Anxiety is defined as an inner restlessness and fear with no obvious objective causes, whereas depression is defined as persistent low mood in terms of clinical characteristics of the state of mind. The long-term care of patients with AMI undergoing interventional surgery negatively affects the mental health of their primary caregivers. Because AMI is often associated with varying degrees of dysfunction after surgery, the primary caregiver must provide frequent in-bed turning and back-patting to prevent bedsores and transfer patients between beds and wheelchairs.
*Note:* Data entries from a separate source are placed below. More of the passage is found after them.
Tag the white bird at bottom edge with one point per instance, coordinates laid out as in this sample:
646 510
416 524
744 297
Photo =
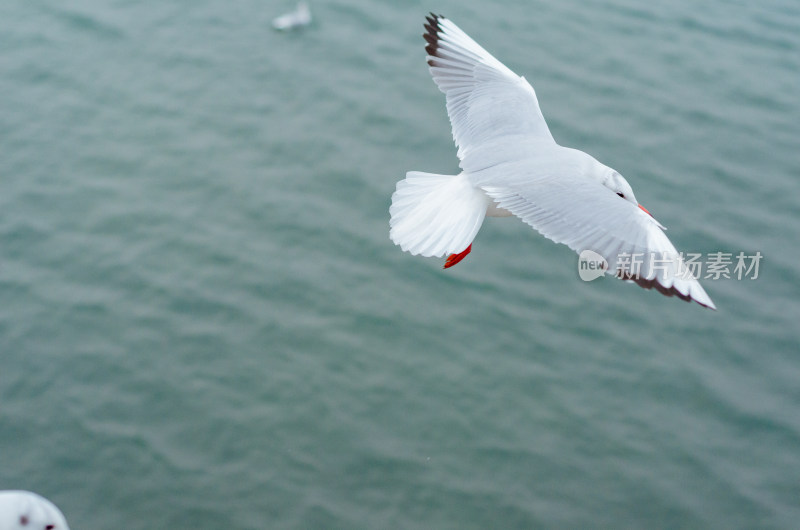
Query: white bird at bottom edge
24 510
511 165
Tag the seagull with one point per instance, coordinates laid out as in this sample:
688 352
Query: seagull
298 18
23 510
512 166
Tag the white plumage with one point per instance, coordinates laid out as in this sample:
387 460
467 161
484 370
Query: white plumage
511 165
23 510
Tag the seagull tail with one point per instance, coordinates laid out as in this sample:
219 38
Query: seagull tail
434 215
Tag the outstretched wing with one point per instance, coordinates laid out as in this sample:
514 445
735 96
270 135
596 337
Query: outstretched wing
485 99
584 215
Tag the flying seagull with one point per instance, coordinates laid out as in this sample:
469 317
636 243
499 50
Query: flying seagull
511 165
23 510
299 18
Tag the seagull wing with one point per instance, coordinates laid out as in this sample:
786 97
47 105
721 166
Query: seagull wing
485 99
585 215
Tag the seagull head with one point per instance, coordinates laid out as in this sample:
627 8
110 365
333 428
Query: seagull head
617 183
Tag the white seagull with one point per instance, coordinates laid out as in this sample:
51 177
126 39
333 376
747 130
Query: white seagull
23 510
511 165
298 18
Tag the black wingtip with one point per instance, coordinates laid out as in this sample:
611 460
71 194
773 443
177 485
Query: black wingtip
431 34
654 284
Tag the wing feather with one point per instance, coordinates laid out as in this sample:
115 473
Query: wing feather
485 99
585 215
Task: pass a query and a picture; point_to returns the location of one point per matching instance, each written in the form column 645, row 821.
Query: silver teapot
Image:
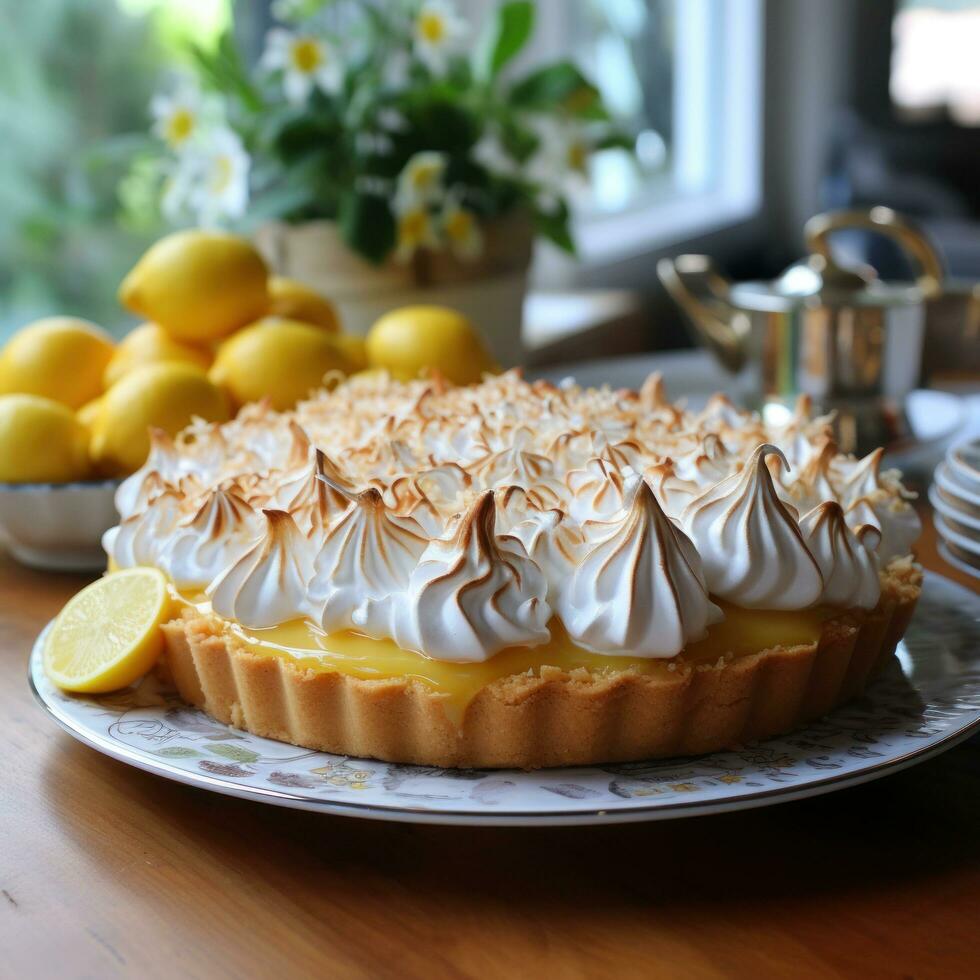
column 838, row 334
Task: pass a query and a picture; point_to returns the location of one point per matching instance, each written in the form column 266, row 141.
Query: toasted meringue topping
column 470, row 598
column 849, row 568
column 201, row 547
column 364, row 566
column 596, row 491
column 639, row 589
column 459, row 519
column 161, row 469
column 753, row 551
column 268, row 584
column 140, row 539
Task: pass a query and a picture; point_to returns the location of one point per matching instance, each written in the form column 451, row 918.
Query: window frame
column 729, row 33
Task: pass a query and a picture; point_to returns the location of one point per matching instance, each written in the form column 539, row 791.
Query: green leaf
column 225, row 70
column 367, row 225
column 558, row 86
column 507, row 33
column 616, row 140
column 176, row 752
column 554, row 225
column 234, row 753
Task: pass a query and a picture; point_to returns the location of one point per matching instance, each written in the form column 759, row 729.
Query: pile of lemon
column 220, row 331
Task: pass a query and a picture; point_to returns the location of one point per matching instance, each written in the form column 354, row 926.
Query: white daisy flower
column 179, row 116
column 305, row 62
column 560, row 162
column 210, row 181
column 436, row 30
column 416, row 230
column 420, row 181
column 461, row 228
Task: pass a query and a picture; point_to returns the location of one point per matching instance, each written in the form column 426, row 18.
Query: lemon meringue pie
column 519, row 574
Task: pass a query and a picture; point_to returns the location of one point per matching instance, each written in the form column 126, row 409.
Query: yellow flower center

The primary caregiver takes care of the patient in various aspects, such as daily activities, daily living, and diet, and expends a lot of physical strength, time, and energy, which is extremely costly for the body and mind of the primary caregiver and must be maintained for a long time. Primary caregivers also face personality changes in patients with AMI, which will produce psychological reactions such as helplessness, depression, anger, loneliness, and boredom during the care process, affecting normal emotional functions. Patients who have not fully recovered after surgery may relapse[17]; moreover, their primary caregivers must consider both the patient’s condition and the financial burden it brings. Such repeated worries aggravate anxiety and depression.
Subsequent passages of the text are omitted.